Os elementos vestigiais são encontrados em quantidades muito pequenas no corpo, mas desempenham uma função fisiológica insubstituível. O zinco é o segundo elemento vestigial mais abundante no corpo depois do ferro e tem as seguintes funções fisiológicas.
O zinco é uma coenzima de mais de 200 enzimas no corpo humano, e a falta de zinco pode levar a anomalias no funcionamento destas enzimas. Portanto, o zinco está amplamente envolvido no metabolismo dos ácidos nucleicos, proteínas, hidratos de carbono e lípidos através destas enzimas, assegurando a diferenciação e proliferação celular normal. Além disso, o zinco é um dos componentes da gustina, que nutre e promove o crescimento das papilas gustativas.
Estabilização das membranas celulares: O zinco tem a função de manter o transporte normal das membranas celulares, barreiras e ligação dos receptores, que podem tornar-se permeáveis e mais frágeis na deficiência de zinco.

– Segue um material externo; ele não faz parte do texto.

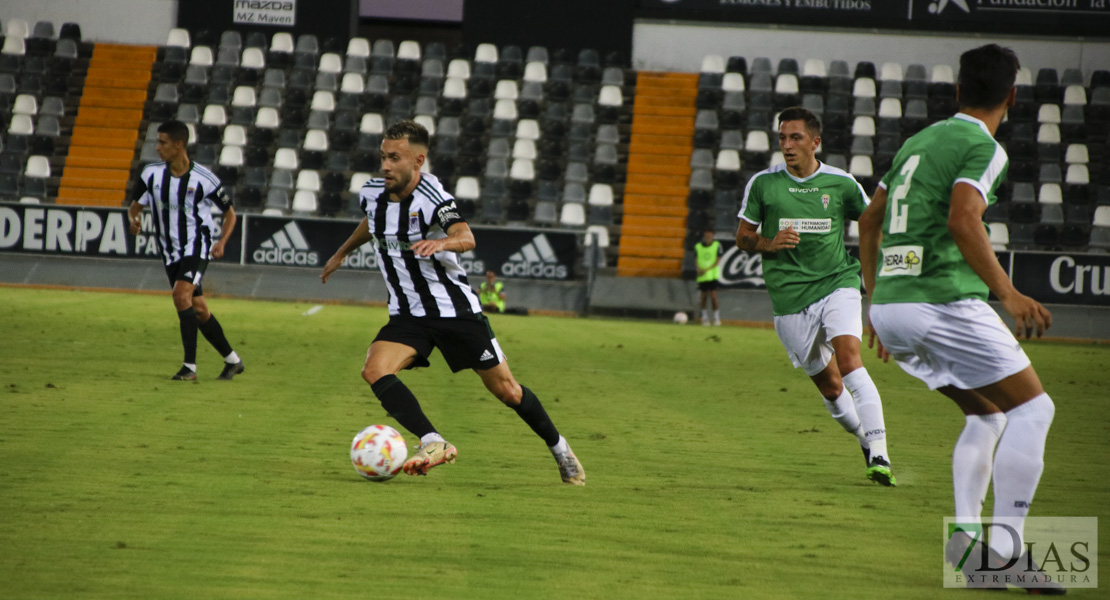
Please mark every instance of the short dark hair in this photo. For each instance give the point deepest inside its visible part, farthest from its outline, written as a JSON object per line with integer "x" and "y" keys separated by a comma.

Funções reguladoras: O zinco é importante para manter a regulação de muitas funções fisiológicas no corpo humano. O zinco tem um efeito regulador na expressão genética ao participar na função de mais de 2.000 factores de transcrição; o zinco promove a divisão linfocitária e a transformação celular para manter a função imunológica; o zinco tem um efeito regulador na produção, armazenamento e secreção de hormonas como a testosterona e a hormona adrenocorticotrópica.
O zinco também reduz a resposta inflamatória do corpo e o stress oxidativo; ajuda o fígado a mobilizar as reservas de vitamina A no sangue, mantendo as concentrações sanguíneas normais de vitamina A; o zinco também desempenha um papel importante no desenvolvimento, maturação, migração e formação proeminente de neurónios cerebrais, e também mantém a função normal do sistema nervoso.